In part, security has to do with the type, level, and amount of data you are collecting. The more data collected, the greater the liability, so cities must plan accordingly. A number of resources are readily available — including the National Institute of Standards and Technology — to support cities as they explore data collection and security issues.

6 General Pro-Tips

Weave equity into every aspect of your goals.
Many residents rely on public transportation to do just about everything — their livelihoods depend on an equitable, functioning, and safe system that allows them to travel whenever and wherever they need to go. In communities where inequitable policies have existed for decades, it’s that much more important to undo — and mend — systems that further widen the equity gap.

DON’T stay in your lane.
For public transportation to work smoothly, regional collaboration across area agencies is critical. Stay close to surrounding transportation agencies and work as a unified team. You may be able to access federal funds, jump on new opportunities together, fill each other’s gaps, and reduce redundancies.

Trust your staff.
Agency staff members are often out in the field using the transportation systems they’re working on, so they understand firsthand the needs of residents and mass transit users. Tap them as reliable sources of input for day-to-day decisions.

Take the risk.
Government agencies are first and foremost accountable to the communities they serve, and that accountability often creates a strong aversion to risk. But trying new tactics to effect positive change requires the leadership skill of taking calculated risks — even if it means something goes wrong. Experiment with different organizational structures that make it easier to take risks while protecting core functions.

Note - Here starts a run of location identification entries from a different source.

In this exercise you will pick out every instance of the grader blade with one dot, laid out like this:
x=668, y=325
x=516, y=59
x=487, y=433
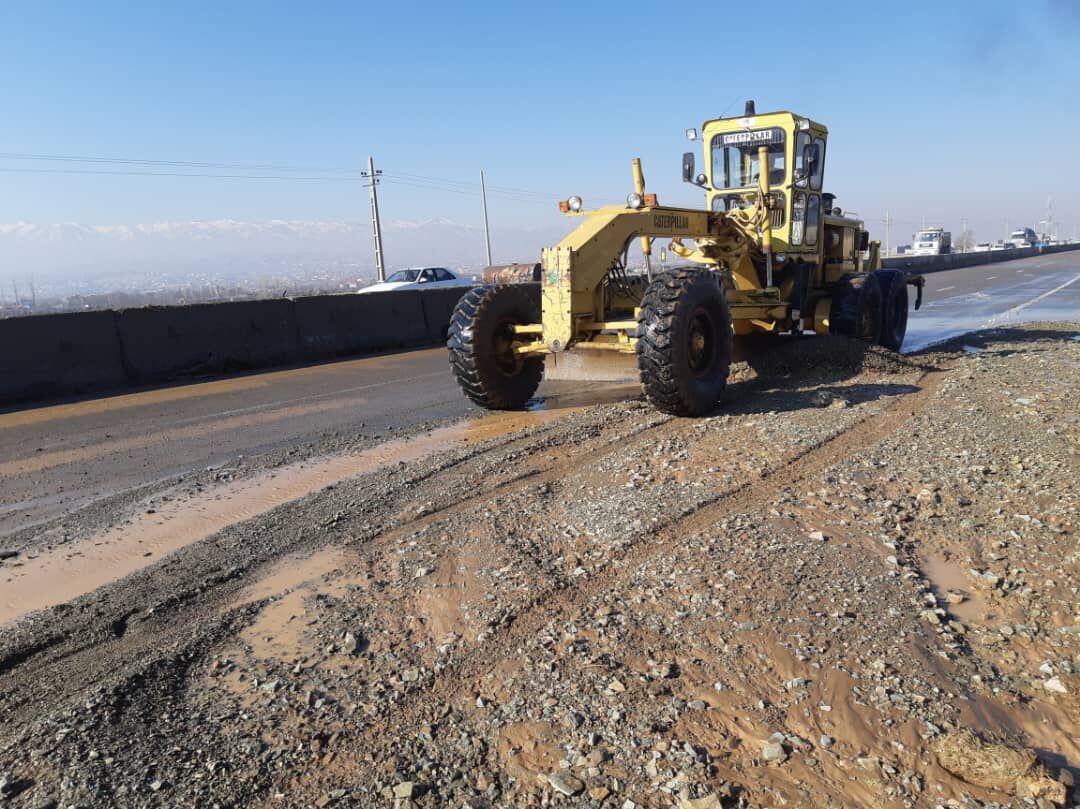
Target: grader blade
x=588, y=366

Communicate good news and bad.
Be open, transparent, and vulnerable with community members. Be clear about your goals, what you’re trying to achieve, and when you don’t reach those goals. Taking ownership requires strong political leadership — it turns up the volume on every city department. But voters will be more likely to respond to requests for help.

Adapt, then adapt again, and again.
To keep up with the constantly shifting landscape of advanced mobility technology, government agencies need to continually change and adapt. Trying to predict what will come next is hard, if not impossible, but the more adaptable the system, the more prepared you’ll be to adjust.